Molecular Diagnostics
Other methods include direct detection of the five species by using a specific DNA probe after PCR amplification of target DNA sequences. Some laboratories are now using PCR for detection of malaria; the high sensitivity, rapidity, and simplicity of some of the methods are becoming much more relevant for diagnosis. Detection is possible for as few as 5 or 10 parasites per microliter of blood; thus, PCR detects many more cases of low-level parasitemia than do thick blood films. This approach is also valuable when the determination of species is questionable, or in situations where mixed infections are suspected.
Automated Instruments
Using automated flow cytometry hematology instruments, there are potential limitations related to the diagnosis of blood parasite infections. Plasmodium spp. and Babesia infections have been completely missed using instruments. Failure to detect a light parasitemia is highly likely.
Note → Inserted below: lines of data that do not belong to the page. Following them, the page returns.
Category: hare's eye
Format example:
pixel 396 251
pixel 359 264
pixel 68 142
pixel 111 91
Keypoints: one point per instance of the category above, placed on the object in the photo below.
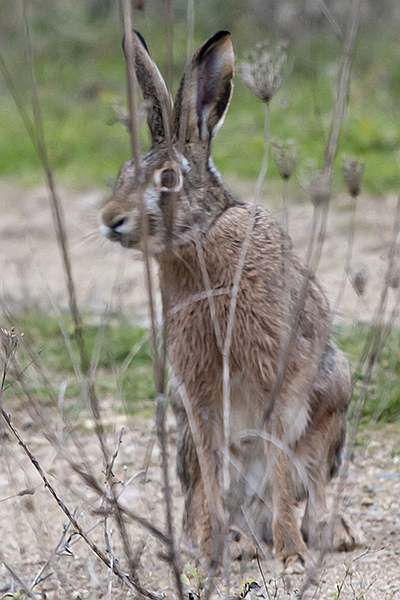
pixel 168 178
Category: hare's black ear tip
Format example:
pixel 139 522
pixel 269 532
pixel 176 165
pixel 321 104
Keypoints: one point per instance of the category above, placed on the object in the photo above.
pixel 141 38
pixel 219 35
pixel 213 40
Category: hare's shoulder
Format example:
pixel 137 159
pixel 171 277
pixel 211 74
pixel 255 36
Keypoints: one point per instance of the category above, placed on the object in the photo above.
pixel 266 233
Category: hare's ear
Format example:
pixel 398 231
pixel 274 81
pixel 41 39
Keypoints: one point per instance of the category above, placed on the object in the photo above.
pixel 154 90
pixel 205 91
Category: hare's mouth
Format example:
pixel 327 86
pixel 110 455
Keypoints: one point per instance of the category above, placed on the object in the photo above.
pixel 114 234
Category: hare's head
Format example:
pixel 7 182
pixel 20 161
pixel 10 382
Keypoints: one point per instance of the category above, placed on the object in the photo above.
pixel 174 188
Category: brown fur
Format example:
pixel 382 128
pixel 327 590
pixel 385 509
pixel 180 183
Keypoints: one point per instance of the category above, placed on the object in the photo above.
pixel 299 446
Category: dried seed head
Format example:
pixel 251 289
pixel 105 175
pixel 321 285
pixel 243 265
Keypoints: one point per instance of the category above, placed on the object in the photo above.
pixel 262 73
pixel 9 341
pixel 319 188
pixel 393 277
pixel 285 155
pixel 352 171
pixel 359 281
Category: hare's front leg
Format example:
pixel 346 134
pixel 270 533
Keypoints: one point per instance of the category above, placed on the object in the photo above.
pixel 198 444
pixel 290 549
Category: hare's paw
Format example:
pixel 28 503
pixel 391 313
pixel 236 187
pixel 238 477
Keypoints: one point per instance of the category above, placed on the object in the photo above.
pixel 345 536
pixel 293 564
pixel 241 546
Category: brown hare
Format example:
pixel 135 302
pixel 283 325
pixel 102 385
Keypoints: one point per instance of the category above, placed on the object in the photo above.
pixel 285 441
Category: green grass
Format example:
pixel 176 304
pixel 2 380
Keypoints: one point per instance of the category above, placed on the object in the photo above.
pixel 80 71
pixel 383 395
pixel 125 374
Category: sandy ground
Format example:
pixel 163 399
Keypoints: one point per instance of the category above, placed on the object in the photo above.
pixel 33 530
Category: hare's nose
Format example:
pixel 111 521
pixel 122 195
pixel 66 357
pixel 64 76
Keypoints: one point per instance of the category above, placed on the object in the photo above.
pixel 118 224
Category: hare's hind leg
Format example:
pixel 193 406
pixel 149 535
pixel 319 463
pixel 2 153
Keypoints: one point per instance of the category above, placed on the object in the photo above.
pixel 290 549
pixel 320 449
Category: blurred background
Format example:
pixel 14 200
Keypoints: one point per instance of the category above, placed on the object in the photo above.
pixel 81 78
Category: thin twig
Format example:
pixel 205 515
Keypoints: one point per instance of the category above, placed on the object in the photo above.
pixel 131 584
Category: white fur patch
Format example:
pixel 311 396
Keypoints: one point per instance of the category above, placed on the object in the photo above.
pixel 151 200
pixel 176 188
pixel 213 169
pixel 185 165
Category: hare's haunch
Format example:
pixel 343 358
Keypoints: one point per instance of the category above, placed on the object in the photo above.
pixel 287 421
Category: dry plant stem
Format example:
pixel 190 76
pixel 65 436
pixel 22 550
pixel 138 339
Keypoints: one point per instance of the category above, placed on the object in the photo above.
pixel 331 19
pixel 190 30
pixel 131 584
pixel 349 254
pixel 135 149
pixel 169 78
pixel 160 361
pixel 340 100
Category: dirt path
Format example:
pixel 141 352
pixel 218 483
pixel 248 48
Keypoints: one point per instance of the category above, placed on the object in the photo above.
pixel 31 527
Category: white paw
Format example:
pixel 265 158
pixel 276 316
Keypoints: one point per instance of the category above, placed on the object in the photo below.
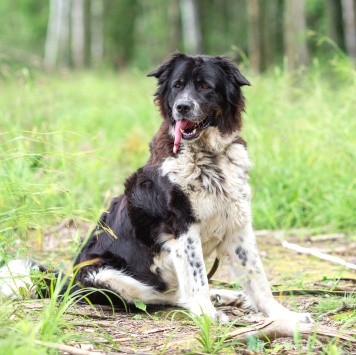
pixel 221 317
pixel 301 317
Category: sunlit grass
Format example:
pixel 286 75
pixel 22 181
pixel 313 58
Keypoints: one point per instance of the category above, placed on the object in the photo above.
pixel 68 142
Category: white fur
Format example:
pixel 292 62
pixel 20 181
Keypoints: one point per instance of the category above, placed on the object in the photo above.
pixel 213 173
pixel 127 287
pixel 15 276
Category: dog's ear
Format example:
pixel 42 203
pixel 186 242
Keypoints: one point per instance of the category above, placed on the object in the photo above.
pixel 232 72
pixel 167 65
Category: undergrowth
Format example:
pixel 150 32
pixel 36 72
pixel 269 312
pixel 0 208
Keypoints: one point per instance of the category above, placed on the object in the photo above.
pixel 68 141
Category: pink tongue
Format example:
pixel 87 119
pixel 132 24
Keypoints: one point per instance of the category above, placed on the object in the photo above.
pixel 182 124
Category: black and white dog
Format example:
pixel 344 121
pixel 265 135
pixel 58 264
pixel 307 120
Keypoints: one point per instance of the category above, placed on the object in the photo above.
pixel 190 200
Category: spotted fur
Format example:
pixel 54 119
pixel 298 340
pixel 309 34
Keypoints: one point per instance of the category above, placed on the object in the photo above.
pixel 190 200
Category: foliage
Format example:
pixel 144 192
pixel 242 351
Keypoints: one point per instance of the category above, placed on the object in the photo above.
pixel 140 33
pixel 68 142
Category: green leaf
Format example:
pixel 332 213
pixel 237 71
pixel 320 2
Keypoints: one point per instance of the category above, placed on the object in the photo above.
pixel 253 343
pixel 140 305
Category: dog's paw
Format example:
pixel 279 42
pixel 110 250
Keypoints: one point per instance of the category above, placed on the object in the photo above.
pixel 221 317
pixel 301 317
pixel 201 306
pixel 222 297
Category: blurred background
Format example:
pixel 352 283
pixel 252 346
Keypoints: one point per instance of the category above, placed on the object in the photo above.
pixel 80 34
pixel 77 111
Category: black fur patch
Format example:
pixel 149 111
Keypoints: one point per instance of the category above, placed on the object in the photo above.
pixel 242 254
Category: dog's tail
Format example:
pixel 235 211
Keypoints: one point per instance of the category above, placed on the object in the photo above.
pixel 24 278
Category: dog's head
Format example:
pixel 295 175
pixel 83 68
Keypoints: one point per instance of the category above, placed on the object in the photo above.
pixel 195 93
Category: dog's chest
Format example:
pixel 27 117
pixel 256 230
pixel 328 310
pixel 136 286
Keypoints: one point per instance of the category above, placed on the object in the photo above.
pixel 216 186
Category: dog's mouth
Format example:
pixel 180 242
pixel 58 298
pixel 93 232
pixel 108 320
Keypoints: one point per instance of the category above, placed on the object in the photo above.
pixel 189 130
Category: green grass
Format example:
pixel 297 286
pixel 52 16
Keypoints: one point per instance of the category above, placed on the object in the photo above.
pixel 67 143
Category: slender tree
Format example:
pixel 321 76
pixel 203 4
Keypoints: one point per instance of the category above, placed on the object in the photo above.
pixel 348 14
pixel 295 44
pixel 191 27
pixel 78 31
pixel 254 38
pixel 52 37
pixel 96 32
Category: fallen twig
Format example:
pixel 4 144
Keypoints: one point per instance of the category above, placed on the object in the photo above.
pixel 272 329
pixel 67 348
pixel 318 254
pixel 344 307
pixel 326 237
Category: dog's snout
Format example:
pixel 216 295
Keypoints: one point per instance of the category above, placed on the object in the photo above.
pixel 183 107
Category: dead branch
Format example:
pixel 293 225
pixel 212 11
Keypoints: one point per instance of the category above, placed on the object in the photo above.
pixel 326 237
pixel 343 308
pixel 67 348
pixel 272 329
pixel 318 254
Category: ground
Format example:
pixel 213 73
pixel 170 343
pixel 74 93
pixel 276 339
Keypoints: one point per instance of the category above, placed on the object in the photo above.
pixel 163 330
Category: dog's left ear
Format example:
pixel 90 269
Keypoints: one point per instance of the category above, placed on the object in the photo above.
pixel 166 66
pixel 231 70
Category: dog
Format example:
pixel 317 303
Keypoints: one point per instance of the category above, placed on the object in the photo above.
pixel 190 200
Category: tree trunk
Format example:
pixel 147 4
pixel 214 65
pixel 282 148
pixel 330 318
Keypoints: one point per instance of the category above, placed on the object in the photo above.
pixel 78 33
pixel 52 37
pixel 96 32
pixel 336 30
pixel 64 32
pixel 296 49
pixel 254 39
pixel 348 14
pixel 174 27
pixel 191 26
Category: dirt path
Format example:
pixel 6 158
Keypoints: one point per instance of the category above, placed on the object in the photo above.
pixel 136 332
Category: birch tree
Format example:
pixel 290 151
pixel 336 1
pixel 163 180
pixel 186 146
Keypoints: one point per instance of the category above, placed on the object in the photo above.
pixel 348 15
pixel 191 27
pixel 295 44
pixel 78 32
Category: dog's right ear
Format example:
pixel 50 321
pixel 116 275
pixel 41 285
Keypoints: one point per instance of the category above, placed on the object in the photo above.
pixel 167 65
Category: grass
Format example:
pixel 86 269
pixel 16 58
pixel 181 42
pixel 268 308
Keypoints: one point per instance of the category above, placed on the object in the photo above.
pixel 67 143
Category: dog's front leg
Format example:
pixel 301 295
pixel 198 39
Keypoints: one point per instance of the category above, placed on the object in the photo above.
pixel 248 269
pixel 187 258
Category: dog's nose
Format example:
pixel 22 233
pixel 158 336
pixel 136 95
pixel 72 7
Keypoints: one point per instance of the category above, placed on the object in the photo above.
pixel 183 107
Unfortunately, failure to make the diagnosis in many of these patients has resulted in delayed therapy. Although the majority of these instruments are not designed to detect intracellular blood parasites, the inability of the automated systems to discriminate between uninfected RBCs and those infected with para sites may pose serious diagnostic problems in situations where the parasitemia is 0.5% or less.